The present embodiment provides a computer-readable storage medium on which a computer program is stored, which when executed by a processor implements the steps of the processing method of sound signals provided in embodiment 1.

More specific examples, among others, that the readable storage medium may employ may include, but are not limited to: a portable disk, a hard disk, random access memory, read only memory, erasable programmable read only memory, optical storage device, magnetic storage device, or any suitable combination of the foregoing.

In a possible implementation, the invention can also be implemented in the form of a program product comprising program code for causing a terminal device to carry out the steps of implementing the method for processing sound signals described in embodiment 1, when said program product is run on said terminal device.

Where program code for carrying out the invention is written in any combination of one or more programming languages, the program code may be executed entirely on the user device, partly on the user device, as a stand-alone software package, partly on the user device and partly on a remote device or entirely on the remote device.

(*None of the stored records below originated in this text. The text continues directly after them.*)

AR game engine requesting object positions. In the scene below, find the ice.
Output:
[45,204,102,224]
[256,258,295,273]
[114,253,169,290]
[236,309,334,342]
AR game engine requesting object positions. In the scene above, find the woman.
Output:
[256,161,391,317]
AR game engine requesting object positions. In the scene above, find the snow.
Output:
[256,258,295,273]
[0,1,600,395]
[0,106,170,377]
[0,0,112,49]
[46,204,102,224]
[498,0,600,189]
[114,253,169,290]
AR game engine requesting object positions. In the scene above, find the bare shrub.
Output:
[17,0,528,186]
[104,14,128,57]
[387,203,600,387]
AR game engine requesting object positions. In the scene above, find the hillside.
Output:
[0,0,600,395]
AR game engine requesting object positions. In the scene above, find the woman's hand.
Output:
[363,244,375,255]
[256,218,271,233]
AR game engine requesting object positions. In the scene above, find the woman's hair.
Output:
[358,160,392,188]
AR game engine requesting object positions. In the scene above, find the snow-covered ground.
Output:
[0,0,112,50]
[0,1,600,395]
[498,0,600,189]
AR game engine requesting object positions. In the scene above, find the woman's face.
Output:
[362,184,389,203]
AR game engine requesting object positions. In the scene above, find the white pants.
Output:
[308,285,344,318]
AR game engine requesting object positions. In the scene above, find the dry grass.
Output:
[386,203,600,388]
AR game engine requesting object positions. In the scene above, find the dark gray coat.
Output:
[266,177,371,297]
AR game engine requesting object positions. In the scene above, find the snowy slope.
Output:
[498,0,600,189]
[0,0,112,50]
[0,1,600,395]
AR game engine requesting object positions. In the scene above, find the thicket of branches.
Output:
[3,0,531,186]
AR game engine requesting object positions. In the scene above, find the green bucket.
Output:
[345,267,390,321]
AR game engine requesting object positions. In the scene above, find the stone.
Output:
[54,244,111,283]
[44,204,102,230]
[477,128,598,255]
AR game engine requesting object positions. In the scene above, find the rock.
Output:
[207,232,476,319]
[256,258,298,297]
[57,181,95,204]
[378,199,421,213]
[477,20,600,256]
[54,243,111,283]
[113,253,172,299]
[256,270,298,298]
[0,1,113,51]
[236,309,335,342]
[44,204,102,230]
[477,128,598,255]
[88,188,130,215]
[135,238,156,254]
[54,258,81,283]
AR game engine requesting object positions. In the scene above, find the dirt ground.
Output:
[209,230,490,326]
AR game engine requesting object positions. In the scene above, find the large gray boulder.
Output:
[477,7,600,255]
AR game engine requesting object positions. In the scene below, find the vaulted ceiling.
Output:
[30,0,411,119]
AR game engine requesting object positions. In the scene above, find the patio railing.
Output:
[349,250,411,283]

While specific embodiments of the invention have been described above, it will be appreciated by those skilled in the art that this is by way of example only, and that the scope of the invention is defined by the appended claims. Various changes and modifications to these embodiments may be made by those skilled in the art without departing from the spirit and scope of the invention, and these changes and modifications are within the scope of the invention.

Claims

1. A method for processing a sound signal, comprising:

monitoring an external sound signal;

judging whether the external sound signal meets a trigger condition;

if so, raising the frequency of the sound signal to be played;

and playing the sound signal to be played after the frequency is raised.

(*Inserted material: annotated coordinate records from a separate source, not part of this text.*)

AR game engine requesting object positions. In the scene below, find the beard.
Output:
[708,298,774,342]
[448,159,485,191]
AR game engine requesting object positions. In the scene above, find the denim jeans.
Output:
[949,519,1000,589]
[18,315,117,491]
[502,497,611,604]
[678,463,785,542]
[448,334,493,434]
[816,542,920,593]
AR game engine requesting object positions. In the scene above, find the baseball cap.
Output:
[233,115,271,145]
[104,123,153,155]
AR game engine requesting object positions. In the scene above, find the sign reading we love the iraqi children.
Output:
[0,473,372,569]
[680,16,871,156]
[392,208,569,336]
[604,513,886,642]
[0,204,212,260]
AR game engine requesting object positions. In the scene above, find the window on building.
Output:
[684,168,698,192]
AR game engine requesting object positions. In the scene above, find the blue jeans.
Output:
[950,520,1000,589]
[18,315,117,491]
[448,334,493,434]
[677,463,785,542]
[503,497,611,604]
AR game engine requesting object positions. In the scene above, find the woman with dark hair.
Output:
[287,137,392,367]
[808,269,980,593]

2. The method for processing the sound signal according to claim 1, wherein the external sound signal includes an external noise signal, and the step of determining whether the external sound signal satisfies a trigger condition includes:

identifying an external noise signal in the external sound signal;

if yes, determining that the external sound signal meets a trigger condition;

recognizing an external voice signal in the external sound signal;

3. The method for processing the sound signal according to claim 1, wherein the external sound signal includes an external voice signal, and the step of determining whether the external sound signal satisfies a trigger condition includes:

recognizing an external voice signal in the external sound signal;

converting the external voice signal into text;

judging whether the characters comprise trigger keywords or not;

4. The method for processing the audio signal according to claim 1, wherein the step of monitoring the external audio signal includes monitoring the external audio signal during a voice call;

the sound signal to be played comprises a voice call signal.

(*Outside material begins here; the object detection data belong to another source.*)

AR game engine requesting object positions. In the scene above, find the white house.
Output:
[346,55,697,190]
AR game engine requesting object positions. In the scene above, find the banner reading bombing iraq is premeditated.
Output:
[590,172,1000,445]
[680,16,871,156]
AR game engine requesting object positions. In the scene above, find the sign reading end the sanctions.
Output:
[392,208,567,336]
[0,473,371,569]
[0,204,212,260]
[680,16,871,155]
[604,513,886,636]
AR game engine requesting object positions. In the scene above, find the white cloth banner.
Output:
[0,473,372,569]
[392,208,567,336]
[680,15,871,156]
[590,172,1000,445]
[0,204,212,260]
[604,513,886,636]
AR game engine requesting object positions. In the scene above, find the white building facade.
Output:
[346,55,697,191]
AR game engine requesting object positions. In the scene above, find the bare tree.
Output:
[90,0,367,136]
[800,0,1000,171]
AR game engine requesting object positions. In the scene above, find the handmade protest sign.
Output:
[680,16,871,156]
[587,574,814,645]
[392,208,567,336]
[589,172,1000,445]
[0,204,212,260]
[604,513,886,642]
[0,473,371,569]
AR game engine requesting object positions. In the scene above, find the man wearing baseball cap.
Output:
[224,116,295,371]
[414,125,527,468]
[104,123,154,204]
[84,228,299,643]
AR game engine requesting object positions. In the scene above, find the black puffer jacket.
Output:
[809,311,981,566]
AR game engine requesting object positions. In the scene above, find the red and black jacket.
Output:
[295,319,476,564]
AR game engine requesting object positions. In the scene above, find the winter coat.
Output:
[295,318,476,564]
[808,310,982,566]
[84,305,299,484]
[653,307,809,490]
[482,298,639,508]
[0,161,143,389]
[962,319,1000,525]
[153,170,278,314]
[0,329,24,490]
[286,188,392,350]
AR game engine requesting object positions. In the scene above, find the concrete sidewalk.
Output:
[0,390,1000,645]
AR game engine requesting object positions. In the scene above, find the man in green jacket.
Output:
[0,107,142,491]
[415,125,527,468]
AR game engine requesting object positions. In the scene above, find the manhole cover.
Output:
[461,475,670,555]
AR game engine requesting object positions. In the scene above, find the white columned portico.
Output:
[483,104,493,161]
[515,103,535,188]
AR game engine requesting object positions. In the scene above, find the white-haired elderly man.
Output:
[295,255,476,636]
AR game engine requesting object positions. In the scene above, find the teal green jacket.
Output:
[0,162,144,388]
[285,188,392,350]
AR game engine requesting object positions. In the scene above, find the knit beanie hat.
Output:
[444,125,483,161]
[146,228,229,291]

5. A system for processing a sound signal, comprising:

the monitoring module is used for monitoring external sound signals;

6. The sound signal processing system according to claim 5, wherein the external sound signal includes an external noise signal, and the determining module includes:

7. The sound signal processing system according to claim 5, wherein the external sound signal includes an external voice signal, and the determining module includes:

a conversion unit for converting the external voice signal into a text;

8. The system for processing the sound signal according to claim 5, wherein the monitoring module is specifically configured to monitor an external sound signal during a voice call;

the sound signal to be played comprises a voice call signal;

the playing module comprises an earphone and/or a loudspeaker.

9. An electronic device comprising a memory, a processor and a computer program stored on the memory and executable on the processor, characterized in that the processor implements the method of processing a sound signal according to any one of claims 1 to 4 when executing the computer program.

10. A computer-readable storage medium, on which a computer program is stored, which, when being executed by a processor, carries out the steps of the method of processing a sound signal according to any one of claims 1 to 4.